Obviously the severity of industrial impact is massive and widespread, but there is one issue that drives them all: fossil fuels. They are the engine of global economic growth and of global warming. Without fossil fuels, industrial logging cannot continue. Industrial fishing stops dead. Industrial agriculture collapses. Without fossil fuels, the healing of the earth can begin; many activists consider this the central struggle of environmentalism in the 21st century.

Our region plays an important role in the global fossil fuels market. Besides the 3 nearby oil refineries (2 in Anacortes, 1 at Cherry Point), Bellingham hosts a natural gas power plant which sends power to Seattle, and trains which carry coal from the interior to Canada for international distribution. Two pipelines pass beneath Bellingham, one carrying crude oil from the Tar Sands to the refineries, another carrying natural gas (which, according to a recent study, may release more greenhouse gasses than coal3).

The latest plan calls for a new shipping port at Cherry Point that would ship large quantities of coal and other goods to China. The names have changed – SSA Marine is the latest local incarnation of the global resource-extraction machinery. But the story is the same. In Appalachia, it’s Massey Energy driving human exploitation and ecological collapse. In Canada, it’s Suncorp and Tesora, BP and Transmountain. In Nigeria it’s Shell Oil. In Papua New Guinea, it’s Freeport McMoran. In Afghanistan, it’s JP Morgan and Unocal.

It’s not surprising that most of the solutions that are presented to us are not sufficient to do this. After all, cheap and abundant energy is the foundation of our entire culture. The West enjoys excesses that have never been seen in the history of our species. The structure of our societies necessitates this glut.

Alternative technologies cannot replace easily transportable fossil fuels by nature; they require mining, smelting, refining. Most the of the rare earth minerals required for wind, solar, and battery technologies are mined in Mongolia and western China by near-slaves. Lakes of toxic waste mark the production sites4. And beyond that, these technologies do nothing to address global power imbalances. The US military is spending a great deal of time and money researching alternative energy technologies for the armed forces; tactically, it’s a smart move. But as always, the technology ends up benefitting the powerful while further degrading the natural world and abusing the poor.

Before we can move forward as a movement for ecological and social justice, we have to recognize that global power structures are not going to change willingly. They are not driven by truth or ethics, but by profit. The exploitation is not an accident; it’s a deliberate system to maintain and expand power. No amount of education will stop sociopathological behavior; only some sort of force will do so. This is a fact that many social movements have come to understand. The words of the famous Frederick Douglass immortalize the lesson: “Power concedes nothing without a demand. It never has, and it never will.”

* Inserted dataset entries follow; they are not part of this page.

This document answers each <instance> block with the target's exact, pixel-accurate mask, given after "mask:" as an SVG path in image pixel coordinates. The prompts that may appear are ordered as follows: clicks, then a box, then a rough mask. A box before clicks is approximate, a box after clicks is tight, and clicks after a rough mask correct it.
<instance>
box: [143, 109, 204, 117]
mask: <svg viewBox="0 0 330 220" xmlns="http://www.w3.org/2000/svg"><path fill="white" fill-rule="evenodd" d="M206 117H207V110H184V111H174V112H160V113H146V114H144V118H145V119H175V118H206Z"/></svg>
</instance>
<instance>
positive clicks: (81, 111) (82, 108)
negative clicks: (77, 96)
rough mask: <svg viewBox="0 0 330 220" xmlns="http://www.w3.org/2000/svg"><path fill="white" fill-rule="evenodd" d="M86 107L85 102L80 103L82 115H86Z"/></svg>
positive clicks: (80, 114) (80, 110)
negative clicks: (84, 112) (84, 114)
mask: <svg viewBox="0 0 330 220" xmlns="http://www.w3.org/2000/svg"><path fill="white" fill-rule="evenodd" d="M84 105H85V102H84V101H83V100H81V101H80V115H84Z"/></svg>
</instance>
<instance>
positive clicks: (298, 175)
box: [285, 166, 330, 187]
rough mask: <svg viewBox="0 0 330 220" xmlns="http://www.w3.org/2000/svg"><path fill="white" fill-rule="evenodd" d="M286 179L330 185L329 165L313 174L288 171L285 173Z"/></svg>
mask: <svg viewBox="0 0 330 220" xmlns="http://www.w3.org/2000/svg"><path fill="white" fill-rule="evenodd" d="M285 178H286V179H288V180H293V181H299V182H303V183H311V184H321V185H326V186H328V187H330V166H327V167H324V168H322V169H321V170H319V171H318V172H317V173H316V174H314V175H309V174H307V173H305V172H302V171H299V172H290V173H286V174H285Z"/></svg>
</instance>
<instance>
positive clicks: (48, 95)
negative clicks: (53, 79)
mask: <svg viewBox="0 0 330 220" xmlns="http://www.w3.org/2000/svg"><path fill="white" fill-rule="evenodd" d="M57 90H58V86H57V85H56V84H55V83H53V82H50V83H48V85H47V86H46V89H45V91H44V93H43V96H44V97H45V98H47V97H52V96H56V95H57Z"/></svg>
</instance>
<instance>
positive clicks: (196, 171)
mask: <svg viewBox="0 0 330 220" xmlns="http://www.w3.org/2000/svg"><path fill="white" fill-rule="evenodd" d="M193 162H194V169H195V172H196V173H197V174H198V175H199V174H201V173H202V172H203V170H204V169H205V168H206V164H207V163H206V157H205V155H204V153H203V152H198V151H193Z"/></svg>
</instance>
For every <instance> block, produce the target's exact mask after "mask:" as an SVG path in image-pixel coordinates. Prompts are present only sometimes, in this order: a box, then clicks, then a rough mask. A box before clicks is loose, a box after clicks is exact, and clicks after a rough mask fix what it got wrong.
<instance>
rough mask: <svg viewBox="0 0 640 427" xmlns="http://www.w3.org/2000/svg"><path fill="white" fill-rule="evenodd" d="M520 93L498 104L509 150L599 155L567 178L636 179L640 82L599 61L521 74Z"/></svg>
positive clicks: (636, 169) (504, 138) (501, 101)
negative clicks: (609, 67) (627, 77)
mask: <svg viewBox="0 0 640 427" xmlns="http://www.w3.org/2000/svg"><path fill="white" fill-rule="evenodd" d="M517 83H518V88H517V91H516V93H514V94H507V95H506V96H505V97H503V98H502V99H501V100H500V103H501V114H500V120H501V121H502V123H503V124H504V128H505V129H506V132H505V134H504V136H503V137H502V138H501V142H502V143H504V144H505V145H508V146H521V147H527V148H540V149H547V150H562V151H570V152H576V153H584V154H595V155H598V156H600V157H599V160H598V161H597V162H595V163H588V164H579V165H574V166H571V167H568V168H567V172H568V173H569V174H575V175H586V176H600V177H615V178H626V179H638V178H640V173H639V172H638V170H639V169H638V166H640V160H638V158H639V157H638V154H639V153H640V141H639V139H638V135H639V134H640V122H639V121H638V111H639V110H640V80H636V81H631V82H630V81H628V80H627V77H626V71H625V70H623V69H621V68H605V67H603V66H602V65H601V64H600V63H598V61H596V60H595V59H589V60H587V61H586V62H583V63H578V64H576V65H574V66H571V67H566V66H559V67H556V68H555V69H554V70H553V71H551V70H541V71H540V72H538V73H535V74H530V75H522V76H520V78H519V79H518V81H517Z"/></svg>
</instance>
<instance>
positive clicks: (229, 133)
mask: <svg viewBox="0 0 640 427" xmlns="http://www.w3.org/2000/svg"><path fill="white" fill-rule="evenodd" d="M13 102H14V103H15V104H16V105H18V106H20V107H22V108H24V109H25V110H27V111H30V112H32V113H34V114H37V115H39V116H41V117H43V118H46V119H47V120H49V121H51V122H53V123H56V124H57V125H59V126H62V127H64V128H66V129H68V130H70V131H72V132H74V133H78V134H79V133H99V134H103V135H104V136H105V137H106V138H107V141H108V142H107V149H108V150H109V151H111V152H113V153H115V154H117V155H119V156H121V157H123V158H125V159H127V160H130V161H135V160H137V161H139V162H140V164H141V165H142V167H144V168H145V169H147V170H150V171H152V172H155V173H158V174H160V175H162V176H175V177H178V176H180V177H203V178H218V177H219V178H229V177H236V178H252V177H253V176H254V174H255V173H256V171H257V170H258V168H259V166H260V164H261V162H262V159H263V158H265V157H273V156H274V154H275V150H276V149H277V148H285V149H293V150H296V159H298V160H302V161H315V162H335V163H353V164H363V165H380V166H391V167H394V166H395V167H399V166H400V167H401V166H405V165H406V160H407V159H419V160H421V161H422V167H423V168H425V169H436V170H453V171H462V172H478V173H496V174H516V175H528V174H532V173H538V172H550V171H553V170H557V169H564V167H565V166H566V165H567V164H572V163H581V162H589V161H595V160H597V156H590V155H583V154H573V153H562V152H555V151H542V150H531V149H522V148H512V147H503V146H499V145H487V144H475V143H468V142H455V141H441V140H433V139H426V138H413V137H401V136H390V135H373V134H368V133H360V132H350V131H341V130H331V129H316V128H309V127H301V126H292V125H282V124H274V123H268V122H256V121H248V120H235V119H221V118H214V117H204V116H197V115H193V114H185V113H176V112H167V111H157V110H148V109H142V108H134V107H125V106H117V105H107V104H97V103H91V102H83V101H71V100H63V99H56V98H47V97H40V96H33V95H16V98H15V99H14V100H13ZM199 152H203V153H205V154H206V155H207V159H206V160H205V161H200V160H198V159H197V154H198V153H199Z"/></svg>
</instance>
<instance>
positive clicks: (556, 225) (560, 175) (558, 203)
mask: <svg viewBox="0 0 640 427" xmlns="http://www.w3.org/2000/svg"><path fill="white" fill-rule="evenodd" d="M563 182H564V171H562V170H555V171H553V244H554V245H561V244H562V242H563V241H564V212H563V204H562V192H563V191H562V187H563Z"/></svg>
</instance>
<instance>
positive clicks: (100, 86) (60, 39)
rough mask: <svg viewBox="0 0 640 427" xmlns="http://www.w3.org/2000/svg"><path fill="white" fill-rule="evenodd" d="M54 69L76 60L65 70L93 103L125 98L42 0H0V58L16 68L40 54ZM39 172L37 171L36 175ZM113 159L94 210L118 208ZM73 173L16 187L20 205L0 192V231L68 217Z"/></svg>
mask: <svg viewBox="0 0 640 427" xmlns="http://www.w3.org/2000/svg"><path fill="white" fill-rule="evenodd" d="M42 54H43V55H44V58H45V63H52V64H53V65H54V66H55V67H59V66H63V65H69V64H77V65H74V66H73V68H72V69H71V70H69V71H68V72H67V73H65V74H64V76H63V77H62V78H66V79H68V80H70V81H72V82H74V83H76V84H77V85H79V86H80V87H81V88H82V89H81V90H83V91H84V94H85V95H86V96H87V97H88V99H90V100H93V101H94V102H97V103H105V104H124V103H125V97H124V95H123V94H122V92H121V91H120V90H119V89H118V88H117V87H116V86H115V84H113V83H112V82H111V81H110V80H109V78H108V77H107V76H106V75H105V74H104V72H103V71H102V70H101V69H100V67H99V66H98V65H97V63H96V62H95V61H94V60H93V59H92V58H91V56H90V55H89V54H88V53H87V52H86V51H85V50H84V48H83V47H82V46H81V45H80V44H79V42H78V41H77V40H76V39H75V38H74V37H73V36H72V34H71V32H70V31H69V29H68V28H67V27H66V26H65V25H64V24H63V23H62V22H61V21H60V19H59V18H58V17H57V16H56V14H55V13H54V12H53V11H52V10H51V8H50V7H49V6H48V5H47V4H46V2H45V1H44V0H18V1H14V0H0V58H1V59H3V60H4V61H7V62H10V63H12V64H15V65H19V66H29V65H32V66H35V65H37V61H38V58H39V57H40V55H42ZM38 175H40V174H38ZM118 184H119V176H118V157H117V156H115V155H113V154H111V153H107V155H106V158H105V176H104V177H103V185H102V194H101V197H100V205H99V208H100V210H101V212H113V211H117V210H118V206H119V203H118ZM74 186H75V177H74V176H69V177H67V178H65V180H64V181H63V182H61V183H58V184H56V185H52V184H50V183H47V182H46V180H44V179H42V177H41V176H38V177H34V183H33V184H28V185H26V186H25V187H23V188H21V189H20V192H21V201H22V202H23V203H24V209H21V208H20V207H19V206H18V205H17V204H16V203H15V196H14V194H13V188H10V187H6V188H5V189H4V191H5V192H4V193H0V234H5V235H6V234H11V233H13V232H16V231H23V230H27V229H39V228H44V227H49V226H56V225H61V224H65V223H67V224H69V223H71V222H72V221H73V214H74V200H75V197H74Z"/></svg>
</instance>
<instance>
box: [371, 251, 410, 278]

Unfortunately, the environmental movement still seems focused on “petitioning the king.” This is not an effective political strategy – they hold all the cards in this scenario. It is time to get back to our roots. We need to examine historical struggles for justice to find out what worked for them, and what did not.

This is Part 1 in a series. Part 2 will examine previous social movements – “the roots”. Part 3 will explain the vision of Fertile Ground.

More Information

1.      Markey Report: Big Five Oil Companies Approach $1 Trillion in Profits.House Committee on Natural Resources. Feb. 3 2011.

2.      Extinction. Center for Biological Diversity.

3.      Natural Gas from Shale Contributes to Global Warming. ScienceDaily, 4/13/2011.

4.      In China, the true cost of Britain's clean, green wind power experiment: Pollution on a disastrous scale. By Simon Parry and Ed Douglas. The Daily Mail, 1/29/2011.